Vielleicht sei er vom vielen Hätscheln zu erschöpft, mutmaßten die Ersten. Sein Frauchen nahm ihn auf den Arm und begab sich mit ihm auf ihr Zimmer. Mit bebenden Fingern wählte sie die Nummer ihrer Tochter und erzählte ihr vom plötzlichen Erkranken ihres Lieblings. Ihre Tochter hatte jedoch frühestens in fünf Stunden die Möglichkeit ihren Arbeitsplatz zu verlassen um mit Struppi den Tierarzt aufzusuchen. Daraufhin bat die alte Dame einen Wohnheimmitarbeiter um Hilfe. Der schaute sich den friedlich schlummernden Struppi, dessen einziges außergewöhnliches Lebenszeichen ab und zu ein reflexartiges Muskelzucken war, an  und befand, dass es sich um keinen Notfall handele. Mit den Worten: Lassen sie ihn mal in Ruhe ausschlafen und dann wird das schon wieder, ließ er Struppis Frauchen zurück. Diese hatte Struppi mittlerweile in ihren elektrischen Fußwärmer deponiert und wehrte die traubenartig auftretenden Krankenbesuche der anderen Mitbewohner an der Tür ab. 

Struppi braucht Ruhe, bitte nicht stören, schrieb sie auf ein Blatt und befestigte es mit Tesafilm an der Tür. Selbst ihrer besten Freundin, die mit dem Allheilmittel Klosterfrau Melissengeist vor der Tür stand, verwehrte sie den Eintritt. Fünf Stunden später kam ihre Tochter angeeilt. Gerade als sie die Tür hinter sich schloss, erwachte Struppi, gähnte, reckte und streckte sich, kam etwas wackelig auf die Beine und schaute verständnislos in das Gesicht zweier ihn interessiert und überrascht beobachtenden Frauen.

 

Struppis Frauchen konnte sich von ihrer Tochter nun erstmal eine Strafpredigt über noch im vollen Leben und ewig unter Zeitdruck stehende alleinerziehende Mütter von drei Kindern anhören, die sich auch noch um ihre hysterischen Mütter kümmern müssen, deren Hunde einen überdimensionierten Mittagsschlaf machen. Das war Struppis Frauchen jedoch egal. Sie war froh dass er wieder unter den Aktiven weilte und betrat, nachdem ihre Tochter ziemlich angesäuert das Wohnheim verlassen hatte, unter dem Jubel der anderen mitfühlenden Senioren mit Struppi im Schlepptau wieder den Aufenthaltsraum.

 

Der Prinz gab von den Toten erwacht seine Aufwartung und das Gefolge applaudierte.
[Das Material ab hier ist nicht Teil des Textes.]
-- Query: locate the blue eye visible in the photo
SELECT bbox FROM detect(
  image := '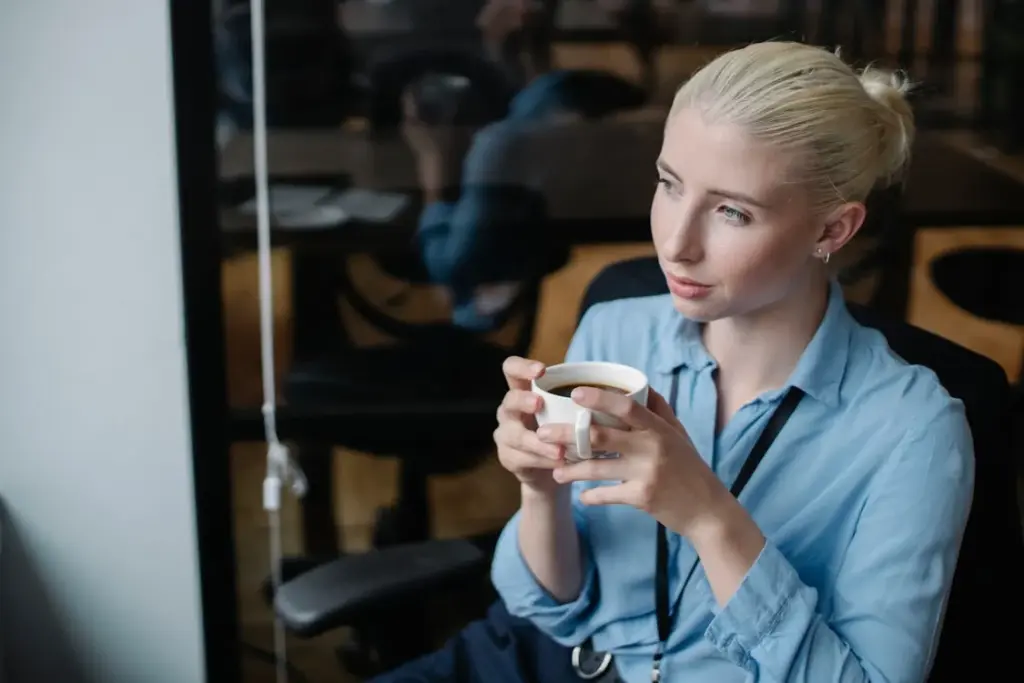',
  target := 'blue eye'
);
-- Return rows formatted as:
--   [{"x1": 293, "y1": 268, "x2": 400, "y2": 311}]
[
  {"x1": 719, "y1": 206, "x2": 751, "y2": 225},
  {"x1": 657, "y1": 177, "x2": 679, "y2": 195}
]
Nach dem Abendessen und einem kurzen Plausch begab sich Klara Moorberg, eine andere Mitbewohnerin des Seniorenheimes, zurück auf ihr Zimmer, um nicht den Beginn vom Winterfest der Volksmusik zu verpassen. Vorab wollte sie aber noch ihre Antidepressiva und eine Beruhigungstablette nehmen. Nach dem Tod ihres Mannes war sie im Angesicht des plötzlichen Endes einer langen Liebe in ein tiefes Loch gefallen und verdankte ihr Auftauchen aus der Dunkelheit einer Therapie und dem Segen der Medizin. Schritt für Schritt kämpfte sich zurück in den Alltag. Sie griff in ihre Jackentasche, in der sich das Pillendöschen mit den Beruhigungstabletten befand, in dem sie sich nach dem Mittagsessen die Abendpille und bereits die drei Tabletten für morgen gelegt hatte. Dann stellte sie fest, dass der Deckel des Pillendöschens abgefallen war und sie wohl beim Herausholen des Taschentuches, welches sich ebenfalls in der Jackentasche befand, die Beruhigungspillen im Aufenthaltsraum verloren hatte.

 

Wäre Struppi ein Mensch, hätte er sich nun einen Reim darauf machen können, warum er nach dem Genuss dieser vier kleinen Leckerlis, die er unter einem Tisch im Aufenthaltsraum gefunden hatte, von jetzt auf gleich in einen, dem Tode ähnlichen Schlaf fiel. Da Klara Moorberg dem Verlust der Beruhigungspillen aber keinen weiteren Gedanken widmete, blieb das Geheimnis um das Spontankoma des kleinen Vierbeiners bis heute ungeklärt.